Nuestro periplo del confinamiento no estuvo exento de contratiempos que amenizaron las jornadas. Se atascaron las cañerías y eso supuso levantar medio jardín (menos mal que un “vecino” manitas nos echó una mano y se encargó de las obras, cosa que alteró mi recorrido hamsteriano y me obligó a incorporar saltos y filigranas a mi andadura); cuando se activaron las clases online nos dimos cuenta de que la conexión no daba de sí y solicitamos que nos instalasen fibra óptica (algo que, milagrosamente, al final conseguimos) y Perra tuvo achaques varios que superó perfectamente (menos mal que en casa, de bichos, algo sabemos).
Gracias al whatsapp mantenía contacto diario con mi abuela, que en la residencia dejó de poder recibir visitas, y también con el resto de amigos y familia. Hacíamos llamadas grupales semanales y eso nos permitía estar conectados con el exterior. Además, las nuevas tecnologías nos posibilitaron mantenernos en forma haciendo deporte online con el dojo de P y con mi amiga yogui Eli.
Seguíamos las noticias lo justo y necesario para estar informados de la normativa vigente según se actualizaba, pero nada más (y mantenemos esa tónica). Nos perdimos la hora de los aplausos en los balcones, y la camaradería vecinal, pero somos conscientes de que nuestro confinamiento fue privilegiado. Y una oportunidad de oro para hablar muchísimo en familia de varios temas pendientes, algunos más dolorosos que otros, pero todos terapéuticos y sanadores.
En mi caso, lo que me costó más sobrellevar fue la educación online. Quien me conoce sabe que suelo disponer de una paciencia considerable. Pues con P y los deberes queda demostrado que será ingente, pero no es infinita (vamos, que con P es una puta mierda de paciencia). Él, las tareas y yo formamos una combinación explosiva que ni la Coca-Cola y los Mentos. En fin, corramos un estúpido velo, porque lo cierto es que P acabó el curso muy dignamente y haciendo los dos un esfuerzo por no enviar a cagar al otro cada dos minutos.
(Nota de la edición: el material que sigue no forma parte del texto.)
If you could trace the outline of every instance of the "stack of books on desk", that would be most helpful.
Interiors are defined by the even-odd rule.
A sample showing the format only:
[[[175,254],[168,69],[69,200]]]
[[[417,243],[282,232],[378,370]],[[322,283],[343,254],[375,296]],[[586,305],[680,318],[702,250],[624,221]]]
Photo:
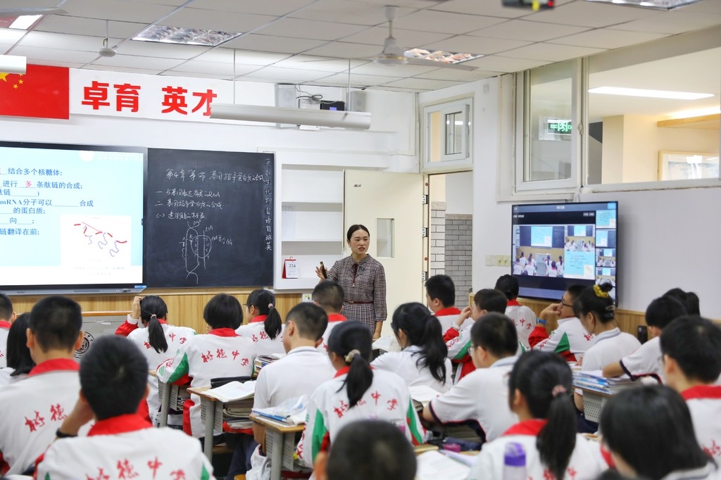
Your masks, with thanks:
[[[632,386],[633,384],[633,381],[625,375],[614,378],[606,378],[600,370],[573,372],[574,386],[593,390],[599,394],[611,395],[619,390]]]
[[[271,353],[269,355],[258,355],[253,360],[253,376],[258,376],[260,369],[268,363],[273,363],[277,360],[280,360],[286,356],[285,353]]]

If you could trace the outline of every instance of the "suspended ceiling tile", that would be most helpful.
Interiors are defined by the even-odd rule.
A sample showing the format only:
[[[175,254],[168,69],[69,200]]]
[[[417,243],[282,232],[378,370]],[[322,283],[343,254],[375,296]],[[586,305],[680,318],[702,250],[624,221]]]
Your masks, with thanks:
[[[580,33],[586,30],[588,28],[585,27],[558,25],[527,20],[508,20],[472,32],[468,35],[490,38],[544,42],[552,38]]]
[[[272,37],[252,33],[243,35],[224,44],[227,48],[239,48],[256,52],[274,52],[276,53],[300,53],[315,48],[325,43],[323,40],[292,38],[291,37]]]
[[[393,27],[420,32],[457,35],[466,32],[474,32],[480,28],[490,27],[504,21],[505,19],[493,17],[463,15],[447,12],[423,10],[399,18],[393,22]]]
[[[530,43],[530,42],[503,38],[483,38],[482,37],[459,35],[441,40],[440,42],[435,42],[433,44],[427,44],[423,45],[423,47],[425,48],[432,48],[450,52],[489,55],[507,50],[513,50],[513,48],[518,48],[529,45]]]
[[[380,46],[332,42],[309,50],[306,53],[321,57],[336,57],[338,58],[371,58],[381,53]]]
[[[236,12],[185,8],[162,20],[159,25],[244,33],[275,19],[275,17],[270,15],[253,15]]]
[[[552,43],[534,43],[533,45],[503,52],[499,56],[513,58],[528,58],[529,60],[544,60],[559,62],[570,58],[577,58],[594,53],[606,51],[601,48],[575,47],[567,45]]]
Pasado el primer mes yo retomé mi trabajo con visitas programadas y encadenamos el confinamiento con el verano, con lo que pasamos medio año entero seguido en la casa. Ver el paso de las estaciones a través de los cambios en la vegetación y en el comportamiento de las aves, insectos y demás criaturas fue una experiencia que disfrutamos sobre manera. Eso sí, una vez acabado el estado de alarma, los jóvenes pusieron pies en polvorosa. Ellos aún necesitan volar y conocer, y salir, y socializar, y explorar. Yo, en el pequeño mundo boscoso alrededor de la casa, con mi gente y mis ratos de introspección, ya soy feliz.